Em torno de 1979, o Tellah saiu em excursão pelo país, tocando com diversas bandas famosas no circuito roqueiro daqueles tempos. Foi nessa excursão que os três músicos puderam exibir para o resto do país o seu repertório, numa excursão em que compartilhavam do mesmo palco que bandas como O Bixo da Seda, O Terço, Mutantes, Rita Lee e Joelho de Porco. Nos dois anos seguintes, o Tellah se apresentaria consecutivamente no Festival Interno do Colégio Objetivo (Fico). Logo depois, trabalhariam nas bases daquele que seria o primeiro e derradeiro disco da banda.

Continente Perdido foi gravado entre abril e agosto de 1980, nos estúdios Cruzeiro do Sul, de oito canais, em São Paulo. A maior parte das músicas registradas no primeiro álbum era de autoria de Felício, Dênis e Marcone, embora as que chegaram a ser executadas nas rádios locais fossem canções de alguns amigos famosos: as baladas Tributo ao Sorriso, de Sérgio Hinds (Terço), e É melhor voar, de Jorge Amiden e Zé Rodrix (Sá, Guarabyra & Rodrix e, depois, Joelho de Porco).

Em 1984, o grupo se reuniu para uma única apresentação, realizada a convite de um shopping de Brasília, onde executaram todo o repertório do disco e incluíram algumas surpresas, como Caçador de Mim, de Sérgio Magrão, do grupo mineiro 14 Bis; e Visitante, de Jorge Amiden. As duas canções foram relançadas em CD.

Na época em que a banda encerrou suas atividades, nenhum dos três poderia imaginar que o álbum chegaria a ter vida própria ao longo da década de 90, sendo comercializado no mercado internacional por US$ 100 – UAUUU!!!

O responsável pelo relançamento em CD daquela que é hoje considerada uma obra-prima do progressivo brasileiro, e não deixa nada a deseja a de muitas bandas internacionais famosas, foi o empresário Márcio de Melo.
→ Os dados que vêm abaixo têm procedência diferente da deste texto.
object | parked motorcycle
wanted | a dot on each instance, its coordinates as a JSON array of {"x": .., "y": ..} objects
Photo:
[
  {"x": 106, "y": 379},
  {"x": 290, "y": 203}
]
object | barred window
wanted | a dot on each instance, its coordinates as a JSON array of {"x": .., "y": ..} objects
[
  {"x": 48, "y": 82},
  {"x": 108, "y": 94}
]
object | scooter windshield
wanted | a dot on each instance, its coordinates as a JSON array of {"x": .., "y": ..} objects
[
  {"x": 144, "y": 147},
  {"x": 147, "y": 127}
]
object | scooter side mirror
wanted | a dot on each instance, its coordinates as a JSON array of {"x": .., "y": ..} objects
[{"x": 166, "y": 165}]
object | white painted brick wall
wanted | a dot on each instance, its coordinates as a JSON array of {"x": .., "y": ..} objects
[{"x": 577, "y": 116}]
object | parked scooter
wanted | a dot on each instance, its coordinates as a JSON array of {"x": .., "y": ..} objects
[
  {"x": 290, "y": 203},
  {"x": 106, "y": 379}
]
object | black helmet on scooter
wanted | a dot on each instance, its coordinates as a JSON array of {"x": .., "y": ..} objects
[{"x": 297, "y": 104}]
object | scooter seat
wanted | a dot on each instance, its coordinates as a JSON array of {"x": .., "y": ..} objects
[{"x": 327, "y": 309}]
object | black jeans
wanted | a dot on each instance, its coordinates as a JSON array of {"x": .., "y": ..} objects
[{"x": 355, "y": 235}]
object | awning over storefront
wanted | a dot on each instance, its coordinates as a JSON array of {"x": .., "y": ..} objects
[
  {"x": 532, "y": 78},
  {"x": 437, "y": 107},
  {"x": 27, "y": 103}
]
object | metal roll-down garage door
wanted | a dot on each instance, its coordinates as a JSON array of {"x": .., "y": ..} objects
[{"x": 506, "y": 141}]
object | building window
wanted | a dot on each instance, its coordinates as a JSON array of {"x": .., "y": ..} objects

Dono de uma loja especializada em rock progressivo em São Paulo, a Progressive Rock Worldwide, Melo teve acesso ao original em vinil quando fazia intercâmbio de outras raridades do gênero com aficcionados.

Entusiasmado com a (re)descoberta do disco, ainda em 1992 o empresário – também produtor – tentou motivar Dênis, Marco e Felício a retomar a banda e a lenda em torno da banda, sugerindo inclusive uma agenda de shows no exterior. A boa vontade, entretanto, esbarrou nos próprios integrantes. "Não há a menor possibilidade disso acontecer", descartou Dênis, que ainda trabalha com música, mas fora das luzes dos palcos.

Ele hoje é empresário em Brasília, trabalhando com a montagem de palco e fornecimento de equipamento profissional para a realização de shows. Foi sua empresa – a Intrumental Produções Musicais – que montou, por exemplo, o som para o histórico show da Legião Urbana no Estádio Mané Garrincha, na fatídica noite de 11 de julho de 1988. O sócio de Dênis na empresa é o baixista Marcone, que também largou definitivamente o instrumento.

Já o guitarrista Cláudio Felício, que até o início dos anos 90 ainda mantinha outra banda na ativa, a Beta Pictoris, também leva hoje uma vida longe dos palcos. Ele é fazendeiro em Formosa, município de Goiás distante cerca de 100 quilômetros de Brasília, mas volta e meia apresenta-se ao lado de amigos músicos da cidade, dando canjas na noite apenas por prazer.